Foto: Pedro Nunes/Lusa
Na opinião de Raúl Vaz, o processo que começou no início de julho não terá sido em vão, porque, independentemente de este acordo não ter sido conseguido, em breve o PS deverá ser chamado a falar com a ‘troika’, conforme ficou implícito nas reações de PSD, CDS-PP e PS.
O comentador defende mesmo que há agora “cimento na coligação”, depois de o governo ter apanhado “um grande susto, tal como o PS que se viu na eminência de meter as mãos na massa”. Raúl Vaz considera que há condições para renegociar e reajustar os compromissos internacionais, mas também para que o Orçamento do Estado para 2014 seja aprovado e entre em vigor em janeiro.

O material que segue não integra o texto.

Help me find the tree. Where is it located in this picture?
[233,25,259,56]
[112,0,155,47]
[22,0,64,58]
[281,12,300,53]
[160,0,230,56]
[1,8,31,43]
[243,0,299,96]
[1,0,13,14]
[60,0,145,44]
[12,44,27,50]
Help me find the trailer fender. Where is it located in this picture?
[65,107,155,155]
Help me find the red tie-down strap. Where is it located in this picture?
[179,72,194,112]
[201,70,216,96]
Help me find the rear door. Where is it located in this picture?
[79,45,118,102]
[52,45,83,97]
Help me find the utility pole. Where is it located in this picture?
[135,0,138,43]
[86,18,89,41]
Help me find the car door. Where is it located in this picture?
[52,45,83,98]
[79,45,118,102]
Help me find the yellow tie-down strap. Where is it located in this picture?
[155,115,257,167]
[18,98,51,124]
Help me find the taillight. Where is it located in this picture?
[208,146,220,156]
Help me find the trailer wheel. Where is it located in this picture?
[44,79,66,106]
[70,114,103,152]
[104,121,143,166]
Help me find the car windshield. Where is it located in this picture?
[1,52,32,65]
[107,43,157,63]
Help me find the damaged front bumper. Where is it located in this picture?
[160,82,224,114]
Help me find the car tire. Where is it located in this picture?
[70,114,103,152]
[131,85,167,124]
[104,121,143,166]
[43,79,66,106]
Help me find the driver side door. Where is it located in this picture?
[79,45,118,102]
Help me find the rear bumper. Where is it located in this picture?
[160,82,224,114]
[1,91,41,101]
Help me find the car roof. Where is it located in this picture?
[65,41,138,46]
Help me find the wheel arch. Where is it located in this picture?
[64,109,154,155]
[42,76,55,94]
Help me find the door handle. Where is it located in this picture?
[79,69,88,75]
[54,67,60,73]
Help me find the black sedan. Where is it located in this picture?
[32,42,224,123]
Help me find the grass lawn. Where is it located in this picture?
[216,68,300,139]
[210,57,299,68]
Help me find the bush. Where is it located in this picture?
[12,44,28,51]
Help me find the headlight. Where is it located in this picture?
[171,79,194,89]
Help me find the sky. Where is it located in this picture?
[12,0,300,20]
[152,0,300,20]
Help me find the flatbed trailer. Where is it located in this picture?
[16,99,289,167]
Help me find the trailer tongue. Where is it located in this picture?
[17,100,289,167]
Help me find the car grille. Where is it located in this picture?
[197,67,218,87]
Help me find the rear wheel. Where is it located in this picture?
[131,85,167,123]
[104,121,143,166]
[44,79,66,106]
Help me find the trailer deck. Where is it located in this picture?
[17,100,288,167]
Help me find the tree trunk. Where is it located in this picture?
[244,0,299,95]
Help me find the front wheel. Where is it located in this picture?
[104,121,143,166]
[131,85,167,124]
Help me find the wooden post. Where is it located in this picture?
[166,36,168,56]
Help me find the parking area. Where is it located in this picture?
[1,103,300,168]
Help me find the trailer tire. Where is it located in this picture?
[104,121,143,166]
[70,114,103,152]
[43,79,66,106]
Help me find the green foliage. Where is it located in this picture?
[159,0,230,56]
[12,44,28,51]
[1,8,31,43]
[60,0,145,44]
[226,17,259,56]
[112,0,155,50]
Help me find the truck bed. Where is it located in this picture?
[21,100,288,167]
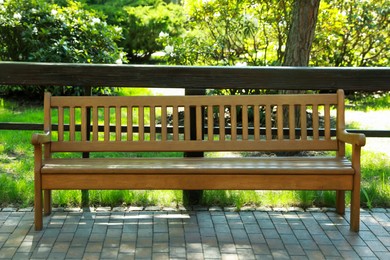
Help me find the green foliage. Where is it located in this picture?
[311,0,390,67]
[0,0,124,97]
[161,0,291,65]
[121,1,184,63]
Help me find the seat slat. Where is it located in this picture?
[42,157,355,175]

Por outro lado, Maria Flor Pedroso questiona se o falhanço do acordo a três que Cavaco Silva pediu e que não foi conseguido fez restabelecer a confiança e a credibilidade do país para manter este governo, pontos invocados pelo Presidente da República para pedir um compromisso de salvação nacional.
A Casa Civil de Belém já fez saber que ainda não há uma solução de remodelação do executivo. Cavaco Silva frisou na noite passada que há garantias reforçadas até ao final da legislatura, apesar de avisar que o governo está sob vigilância.
A jornalista argumenta que não é por acaso que o chefe de Estado afirmou que nunca abdicará dos poderes que a Constituição lhe atribui, ou seja, se assim o entender, o governo pode não chegar ao fim da legislatura.